Baseten is a well-funded ML infrastructure company backed by prestigious investors like IVP, Spark Capital, and Greylock. They're seeking a Software Engineer specialized in ML Performance to join their growing team. The role focuses on advancing AI applications, particularly in LLM Inference optimization.
The position offers an exciting opportunity to work with cutting-edge ML technologies and optimization techniques. You'll be responsible for implementing advanced methods like quantization, speculative decoding, and LoRA for ML model inference. The role requires deep technical expertise in ML libraries, GPU architecture, and programming languages like Python and C++.

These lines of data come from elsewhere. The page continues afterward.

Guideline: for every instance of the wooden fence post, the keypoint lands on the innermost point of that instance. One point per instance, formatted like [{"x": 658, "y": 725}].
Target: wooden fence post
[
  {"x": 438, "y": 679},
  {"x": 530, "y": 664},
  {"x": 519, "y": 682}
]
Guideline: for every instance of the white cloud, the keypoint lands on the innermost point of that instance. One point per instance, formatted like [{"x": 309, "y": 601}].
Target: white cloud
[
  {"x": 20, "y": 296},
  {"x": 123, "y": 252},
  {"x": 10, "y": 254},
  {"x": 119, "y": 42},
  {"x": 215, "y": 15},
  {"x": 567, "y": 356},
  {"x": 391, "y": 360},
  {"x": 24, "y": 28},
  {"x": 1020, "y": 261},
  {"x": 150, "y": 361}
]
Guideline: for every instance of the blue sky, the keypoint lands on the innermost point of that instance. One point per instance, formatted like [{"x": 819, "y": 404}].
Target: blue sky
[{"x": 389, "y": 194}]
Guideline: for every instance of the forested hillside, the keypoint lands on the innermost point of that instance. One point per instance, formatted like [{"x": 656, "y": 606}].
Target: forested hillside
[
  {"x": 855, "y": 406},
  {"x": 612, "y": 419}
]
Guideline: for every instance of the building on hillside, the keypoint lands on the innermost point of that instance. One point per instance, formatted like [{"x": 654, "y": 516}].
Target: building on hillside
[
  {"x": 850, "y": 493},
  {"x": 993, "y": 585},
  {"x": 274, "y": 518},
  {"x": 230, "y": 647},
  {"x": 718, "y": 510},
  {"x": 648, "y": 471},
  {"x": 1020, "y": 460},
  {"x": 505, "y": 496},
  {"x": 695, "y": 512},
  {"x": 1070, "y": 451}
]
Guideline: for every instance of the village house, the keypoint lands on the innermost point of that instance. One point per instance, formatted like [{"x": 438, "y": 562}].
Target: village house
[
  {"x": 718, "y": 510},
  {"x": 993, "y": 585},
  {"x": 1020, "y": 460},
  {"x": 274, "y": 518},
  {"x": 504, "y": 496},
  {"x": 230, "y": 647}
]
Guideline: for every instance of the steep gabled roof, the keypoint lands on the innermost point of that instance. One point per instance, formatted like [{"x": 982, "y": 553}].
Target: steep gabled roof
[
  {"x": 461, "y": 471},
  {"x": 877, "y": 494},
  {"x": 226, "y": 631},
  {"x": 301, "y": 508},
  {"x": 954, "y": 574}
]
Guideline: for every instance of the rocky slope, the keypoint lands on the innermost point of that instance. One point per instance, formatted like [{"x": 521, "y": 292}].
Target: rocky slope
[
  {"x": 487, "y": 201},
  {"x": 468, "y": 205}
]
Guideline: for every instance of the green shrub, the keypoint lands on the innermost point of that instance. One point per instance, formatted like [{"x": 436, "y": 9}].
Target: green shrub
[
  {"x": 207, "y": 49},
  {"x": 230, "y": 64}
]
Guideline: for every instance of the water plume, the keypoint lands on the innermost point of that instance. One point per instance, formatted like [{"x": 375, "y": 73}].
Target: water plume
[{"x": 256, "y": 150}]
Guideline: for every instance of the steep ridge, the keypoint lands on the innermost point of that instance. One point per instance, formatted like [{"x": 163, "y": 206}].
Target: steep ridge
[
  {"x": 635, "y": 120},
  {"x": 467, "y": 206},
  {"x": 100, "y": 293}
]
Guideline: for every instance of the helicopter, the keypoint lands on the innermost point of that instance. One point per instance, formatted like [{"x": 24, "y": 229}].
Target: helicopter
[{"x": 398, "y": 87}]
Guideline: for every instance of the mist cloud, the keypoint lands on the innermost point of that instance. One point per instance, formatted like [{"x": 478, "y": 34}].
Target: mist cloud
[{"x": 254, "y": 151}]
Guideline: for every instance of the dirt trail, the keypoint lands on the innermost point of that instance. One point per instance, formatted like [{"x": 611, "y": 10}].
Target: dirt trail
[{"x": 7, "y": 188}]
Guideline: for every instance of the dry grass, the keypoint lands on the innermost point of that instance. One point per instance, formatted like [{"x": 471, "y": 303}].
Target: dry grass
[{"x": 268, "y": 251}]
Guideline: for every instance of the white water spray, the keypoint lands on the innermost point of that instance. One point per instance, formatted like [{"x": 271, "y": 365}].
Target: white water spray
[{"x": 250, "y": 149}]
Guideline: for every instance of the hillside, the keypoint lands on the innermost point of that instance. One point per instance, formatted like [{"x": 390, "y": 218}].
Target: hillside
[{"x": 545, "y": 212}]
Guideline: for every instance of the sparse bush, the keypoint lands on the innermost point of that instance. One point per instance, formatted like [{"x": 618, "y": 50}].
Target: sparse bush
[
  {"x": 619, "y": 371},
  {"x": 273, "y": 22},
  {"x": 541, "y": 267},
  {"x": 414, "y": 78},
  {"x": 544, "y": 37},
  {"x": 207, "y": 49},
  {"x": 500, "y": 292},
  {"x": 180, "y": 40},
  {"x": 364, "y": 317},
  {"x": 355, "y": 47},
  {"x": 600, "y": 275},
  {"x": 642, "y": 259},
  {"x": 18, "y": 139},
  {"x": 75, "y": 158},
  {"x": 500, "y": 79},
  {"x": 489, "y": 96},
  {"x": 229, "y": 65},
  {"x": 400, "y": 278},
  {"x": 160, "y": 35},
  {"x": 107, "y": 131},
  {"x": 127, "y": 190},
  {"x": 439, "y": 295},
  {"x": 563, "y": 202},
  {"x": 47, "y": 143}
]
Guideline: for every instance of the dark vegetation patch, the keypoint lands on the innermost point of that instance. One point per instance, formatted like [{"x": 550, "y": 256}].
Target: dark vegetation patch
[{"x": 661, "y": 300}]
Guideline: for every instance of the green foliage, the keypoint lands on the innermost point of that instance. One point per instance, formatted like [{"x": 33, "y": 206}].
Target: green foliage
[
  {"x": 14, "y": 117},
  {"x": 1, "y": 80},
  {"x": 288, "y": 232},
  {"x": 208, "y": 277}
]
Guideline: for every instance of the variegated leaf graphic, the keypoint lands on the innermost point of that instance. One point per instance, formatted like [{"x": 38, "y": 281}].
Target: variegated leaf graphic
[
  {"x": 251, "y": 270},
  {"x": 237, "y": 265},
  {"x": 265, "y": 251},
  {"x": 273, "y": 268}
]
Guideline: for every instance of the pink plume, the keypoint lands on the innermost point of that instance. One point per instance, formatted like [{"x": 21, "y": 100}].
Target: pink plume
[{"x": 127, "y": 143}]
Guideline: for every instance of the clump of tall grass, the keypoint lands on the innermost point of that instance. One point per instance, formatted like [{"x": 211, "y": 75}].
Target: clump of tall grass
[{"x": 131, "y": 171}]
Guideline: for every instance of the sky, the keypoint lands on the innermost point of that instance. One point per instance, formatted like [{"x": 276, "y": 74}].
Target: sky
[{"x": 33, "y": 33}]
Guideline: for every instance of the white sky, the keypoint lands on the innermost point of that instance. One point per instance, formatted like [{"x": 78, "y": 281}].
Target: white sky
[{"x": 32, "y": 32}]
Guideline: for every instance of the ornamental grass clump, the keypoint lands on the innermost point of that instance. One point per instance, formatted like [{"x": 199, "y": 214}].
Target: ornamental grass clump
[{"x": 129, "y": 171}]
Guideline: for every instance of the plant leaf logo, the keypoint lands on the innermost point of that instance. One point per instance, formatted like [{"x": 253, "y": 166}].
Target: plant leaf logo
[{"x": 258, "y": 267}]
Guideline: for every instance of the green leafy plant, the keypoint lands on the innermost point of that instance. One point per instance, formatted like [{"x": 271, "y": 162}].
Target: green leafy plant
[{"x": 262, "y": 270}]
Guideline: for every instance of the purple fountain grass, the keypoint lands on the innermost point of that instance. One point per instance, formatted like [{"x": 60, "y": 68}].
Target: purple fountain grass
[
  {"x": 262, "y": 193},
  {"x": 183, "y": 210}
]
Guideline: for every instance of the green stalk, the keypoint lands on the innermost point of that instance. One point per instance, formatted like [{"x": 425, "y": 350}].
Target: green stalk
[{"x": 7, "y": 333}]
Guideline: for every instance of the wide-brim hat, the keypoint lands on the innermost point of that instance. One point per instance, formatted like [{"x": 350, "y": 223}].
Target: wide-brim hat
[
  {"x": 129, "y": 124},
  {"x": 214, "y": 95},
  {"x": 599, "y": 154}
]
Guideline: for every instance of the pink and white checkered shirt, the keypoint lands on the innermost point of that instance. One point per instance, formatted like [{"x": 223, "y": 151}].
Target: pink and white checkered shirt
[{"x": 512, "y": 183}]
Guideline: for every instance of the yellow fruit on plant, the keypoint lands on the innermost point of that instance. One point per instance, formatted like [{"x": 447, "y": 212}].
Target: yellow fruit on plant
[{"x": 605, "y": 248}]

This is an ideal opportunity for someone passionate about ML performance optimization and eager to make a significant impact in the AI infrastructure space. The company provides a competitive compensation package including equity, healthcare benefits, and unlimited PTO. You'll be working with various ML startups, offering unique learning and networking opportunities.
The work environment is inclusive and supportive, fostering continuous learning and professional growth. You'll be joining at an exciting time as the company has already achieved product-market fit and secured Series B funding, yet still maintains the dynamic and innovative culture of a startup. The role offers the perfect blend of technical challenges, growth opportunities, and the chance to shape the future of AI infrastructure.
Working at Baseten means being at the forefront of ML infrastructure development, collaborating with a talented team, and contributing to products used by category-defining AI companies. The company's commitment to diversity and inclusion, combined with its strong market position and growth trajectory, makes this an exceptional opportunity for engineers passionate about ML performance optimization.